The most critical finding in scanning lung cancer patients is the degree of change in suspicious anatomy over time. But while computer-aided detection systems have identified isolated lung nodules, until now they have not clearly separated or segmented them from normal tissue when the lesions are adjacent to blood vessels or the chest wall. Nor have they automated the process of tracking lesions over time.
Developments in products scheduled to hit the RNSA exhibit floor offer a variety of solutions for these problems.
The Temporal Comparison software module from R2 Technology finds the exact location of a nodule in separate CT scans. The product, which passed FDA review in June, also automatically tracks the progression or regression of lung nodules.
"Most radiologists still use calipers or hand-drawn circles around a lung nodule, which is not a repeatable way to measure that object," said Dr. Susan Wood, vice president of CT Products at R2. "What CAD has done is to automate the process to provide a more accurate measure of the change in nodule size."
Temporal Comparison software will debut as a commercial product at the RSNA meeting, alongside R2's ImageChecker CT CAD, the first FDA-approved product for the detection of solid lung nodules during review of multislice CT chest exams. Other similar technologies will be on display as well, but some are far from commercialization.
Deus Technologies has a number of products in the works. One involves image matching, which helps radiologists choose images that most accurately compare CT results obtained at different times.
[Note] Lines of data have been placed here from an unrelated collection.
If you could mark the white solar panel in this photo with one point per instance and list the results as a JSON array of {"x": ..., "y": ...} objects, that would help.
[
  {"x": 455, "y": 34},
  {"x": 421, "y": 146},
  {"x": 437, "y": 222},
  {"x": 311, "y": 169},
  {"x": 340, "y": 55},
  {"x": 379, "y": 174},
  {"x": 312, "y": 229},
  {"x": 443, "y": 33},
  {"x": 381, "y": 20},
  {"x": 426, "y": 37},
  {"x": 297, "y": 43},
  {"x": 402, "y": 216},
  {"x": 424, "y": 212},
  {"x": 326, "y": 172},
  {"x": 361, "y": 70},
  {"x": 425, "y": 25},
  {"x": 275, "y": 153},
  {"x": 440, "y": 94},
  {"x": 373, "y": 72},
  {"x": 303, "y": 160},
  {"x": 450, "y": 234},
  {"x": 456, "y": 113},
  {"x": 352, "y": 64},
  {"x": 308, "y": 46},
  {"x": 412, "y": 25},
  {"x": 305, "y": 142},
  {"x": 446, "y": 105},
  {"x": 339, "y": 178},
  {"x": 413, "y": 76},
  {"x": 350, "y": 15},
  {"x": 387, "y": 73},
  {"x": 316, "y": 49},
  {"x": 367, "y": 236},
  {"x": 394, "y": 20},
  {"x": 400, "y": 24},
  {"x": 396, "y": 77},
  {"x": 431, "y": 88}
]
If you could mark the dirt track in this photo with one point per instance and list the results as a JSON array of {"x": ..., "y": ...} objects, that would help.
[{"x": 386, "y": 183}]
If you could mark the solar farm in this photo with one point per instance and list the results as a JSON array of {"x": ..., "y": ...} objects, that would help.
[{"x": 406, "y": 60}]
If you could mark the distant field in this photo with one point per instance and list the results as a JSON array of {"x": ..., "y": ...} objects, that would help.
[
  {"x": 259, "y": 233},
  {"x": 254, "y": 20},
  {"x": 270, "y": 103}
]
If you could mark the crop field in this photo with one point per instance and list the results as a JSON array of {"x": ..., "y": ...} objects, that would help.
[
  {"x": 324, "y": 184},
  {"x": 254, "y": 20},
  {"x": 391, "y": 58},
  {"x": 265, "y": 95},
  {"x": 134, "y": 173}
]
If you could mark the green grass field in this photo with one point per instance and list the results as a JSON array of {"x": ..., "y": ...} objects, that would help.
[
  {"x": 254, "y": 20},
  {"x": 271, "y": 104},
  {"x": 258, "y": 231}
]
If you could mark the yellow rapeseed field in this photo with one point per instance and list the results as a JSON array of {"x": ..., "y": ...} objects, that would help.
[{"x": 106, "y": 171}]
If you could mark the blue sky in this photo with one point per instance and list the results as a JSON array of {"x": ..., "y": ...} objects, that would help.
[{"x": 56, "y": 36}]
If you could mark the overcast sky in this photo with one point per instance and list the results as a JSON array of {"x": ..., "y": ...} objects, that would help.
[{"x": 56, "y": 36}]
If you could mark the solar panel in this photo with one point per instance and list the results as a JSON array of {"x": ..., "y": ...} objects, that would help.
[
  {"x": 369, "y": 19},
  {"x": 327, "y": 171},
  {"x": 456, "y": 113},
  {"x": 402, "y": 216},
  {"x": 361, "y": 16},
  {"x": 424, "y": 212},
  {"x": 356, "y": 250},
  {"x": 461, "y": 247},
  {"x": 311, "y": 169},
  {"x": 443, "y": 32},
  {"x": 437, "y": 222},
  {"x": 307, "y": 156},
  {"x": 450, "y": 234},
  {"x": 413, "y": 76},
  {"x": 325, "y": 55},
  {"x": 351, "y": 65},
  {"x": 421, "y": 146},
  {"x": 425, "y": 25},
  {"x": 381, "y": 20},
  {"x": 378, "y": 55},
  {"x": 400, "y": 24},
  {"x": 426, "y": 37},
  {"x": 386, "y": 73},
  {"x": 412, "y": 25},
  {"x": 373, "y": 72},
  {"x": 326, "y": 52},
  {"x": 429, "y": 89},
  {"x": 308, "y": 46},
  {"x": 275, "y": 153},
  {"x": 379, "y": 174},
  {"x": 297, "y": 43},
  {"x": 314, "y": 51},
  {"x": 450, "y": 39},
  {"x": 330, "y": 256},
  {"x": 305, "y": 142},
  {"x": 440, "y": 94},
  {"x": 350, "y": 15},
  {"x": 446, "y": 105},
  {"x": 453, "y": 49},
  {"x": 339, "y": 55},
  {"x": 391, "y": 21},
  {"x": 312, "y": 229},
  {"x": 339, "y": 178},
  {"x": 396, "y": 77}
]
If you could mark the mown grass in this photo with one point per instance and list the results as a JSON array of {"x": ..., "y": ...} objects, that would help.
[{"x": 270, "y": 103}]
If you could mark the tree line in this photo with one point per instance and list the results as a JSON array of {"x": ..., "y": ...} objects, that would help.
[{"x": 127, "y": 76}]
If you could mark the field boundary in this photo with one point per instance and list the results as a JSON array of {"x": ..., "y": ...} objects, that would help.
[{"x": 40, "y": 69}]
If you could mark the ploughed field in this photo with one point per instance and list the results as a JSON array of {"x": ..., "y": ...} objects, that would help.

Deus algorithms in development apply various criteria to assess lung regions rich with blood vessels and areas near the periphery. Another product performs temporal subtraction, which illuminates varying rates of change in nodules and blood vessels. These are slated for submission to the FDA in 2005, according to the company.
Lung CAR (computer-assisted reader) software, which received FDA approval in August for CAD newcomer Medicsight of London, U.K., helps identify lung nodules, automatically detecting the outline of a nodule and allowing the radiologist to sharpen nodule boundaries in both 2D and 3D. Lung CAR also automatically extracts and calculates nodule characteristics such as the location and distance to the edge of the lung and the chest wall, the maximum diameter in 3D space, the longest axial dimension, and volume.
Lung CAR will not be displayed by Medicsight at the RSNA meeting, but it will be the subject of a scientific study presented by radiologists from London Chest Hospital. In the study, Dr. Steve Ellis, a consultant chest radiologist at Royal London Hospital, assessed the ability of advanced lung imaging software available on standard CT scanners and Lung CAR to delineate lung nodules using a phantom. He found that advanced lung imaging software had difficulty defining nodules located next to or surrounded by blood vessels and, therefore, could not be used to calculate present and subsequent volumes of the lesions themselves.
"Clinically, when I put standard lung imaging software on a nodule close to the chest wall or a blood vessel, I can't use the data for subsequent follow-up of that nodule because I don't know what proportion of the vessel or the chest wall will be included next time," he said.
Medicsight Lung CAR not only improved the differentiation of nodules from the chest wall and blood vessels; it also allowed users to adjust the boundaries of nodules in a semiautomatic way by adjusting the sensitivity of boundary detection, Ellis said.
"I'm more interested in being able to extract a nodule accurately, so I have a volume I can use to work out whether it's growing. At the moment, clinically, probably 50% of nodules cannot be extracted with advanced lung imaging software because they are adjacent to vessels or the chest wall. So any nodule extraction software that gives me a volume is a boon," he said.
Other scientific papers to be presented at the RSNA meeting will demonstrate that ImageChecker CT CAD yields about a 20% reduction in the number of missed nodules and that CAD performance in detecting lung nodules 4 mm or larger is stable across variations in MSCT collimation, dose, and reconstruction, Wood said.